Toute évolution d’une roadmap réalisée par les développeurs doit pouvoir être absorbée par les ops’ (admin systèmes) sans douleur, sans que cela ait d’impact sur la manière d’opérer le service. Ce qui marche dans un environnement d’intégration doit marcher dans un environnement de production, c’est-à-dire chez l’utilisateur final, de la même façon.

Ouvrez votre porte au cloud public

Maintes fois mis en avant, le grand avantage du cloud public est la flexibilité qu’il apporte. Disposer de la puissance et de la performance utile, ni plus, ni moins, pour l’exploitation de son service, va au-delà d’une simple question de confort. C’est se donner les moyens de rester en rythme avec l’évolution de son marché, que l’on sait particulièrement versatile sur le web. Mais plus généralement, c’est aussi une nécessité pour innover.  Les services proposés par les Cloud Provider exigeraient en interne des efforts trop coûteux. Un service de Big Data à la demande, un service de Push Notification prêt à l’emploi, une base de données auto-gérée… ne seront jamais livrés par une DSI en un clic comme sur un cloud public.

Pensez votre sécurité by design

Le RGPD aura de nombreux effets positifs notamment dans la mise en œuvre de bonnes pratiques. Le principe de privacy by design notamment devrait être un coup de pied dans la fourmilière des projets web à la sécurité pensée en dépit du bon sens ou pour être précis, pensée à l’étape de la mise en production, autant le dire, bien trop tard.

La sécurité est l’affaire de la DSI et s’il ne fallait donner qu’un seul conseil, ce serait celui de la consulter  dès les premières étapes d’un projet, quel qu’il soit.
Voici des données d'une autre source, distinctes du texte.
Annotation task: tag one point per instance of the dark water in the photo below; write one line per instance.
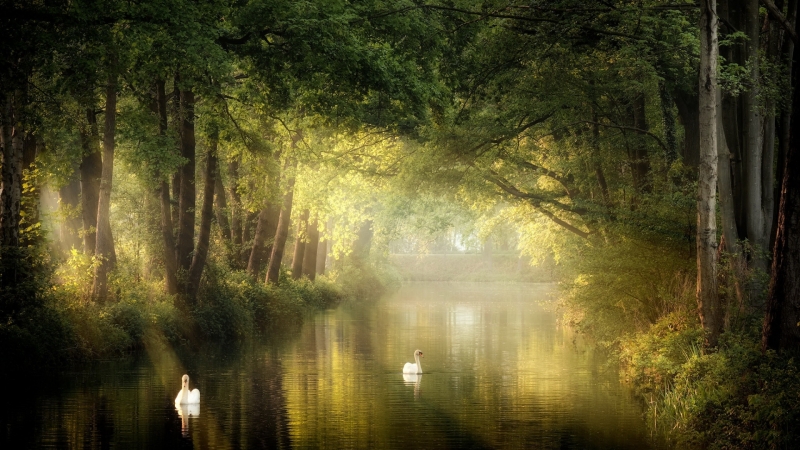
(498, 373)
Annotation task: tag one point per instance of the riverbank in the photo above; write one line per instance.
(471, 267)
(66, 328)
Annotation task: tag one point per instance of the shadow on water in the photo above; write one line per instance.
(499, 373)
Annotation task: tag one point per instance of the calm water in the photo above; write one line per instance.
(499, 373)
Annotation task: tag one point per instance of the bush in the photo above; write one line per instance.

Autant pour la paix dans l’entreprise que pour des raisons de coût supplémentaire et de délais.

Communiquez sur vos facteurs clés de succès

En tant que chef de projet, il est indispensable de marteler ses objectifs à sa feature team, mais également à sa direction et à ses partenaires. Voire à tous ceux qui ne sont pas vraiment concernés au départ, car ce n’est jamais du temps perdu. Ce qui peut être perçu comme un succès par les uns ne le sera pas forcément par d’autres. Tout dépend du degré d’information de chacun. Pour partager sa joie d’avoir réussi, ou continuer d’être soutenu, la roadmap (notamment business) et ses évolutions doivent être connues de tous.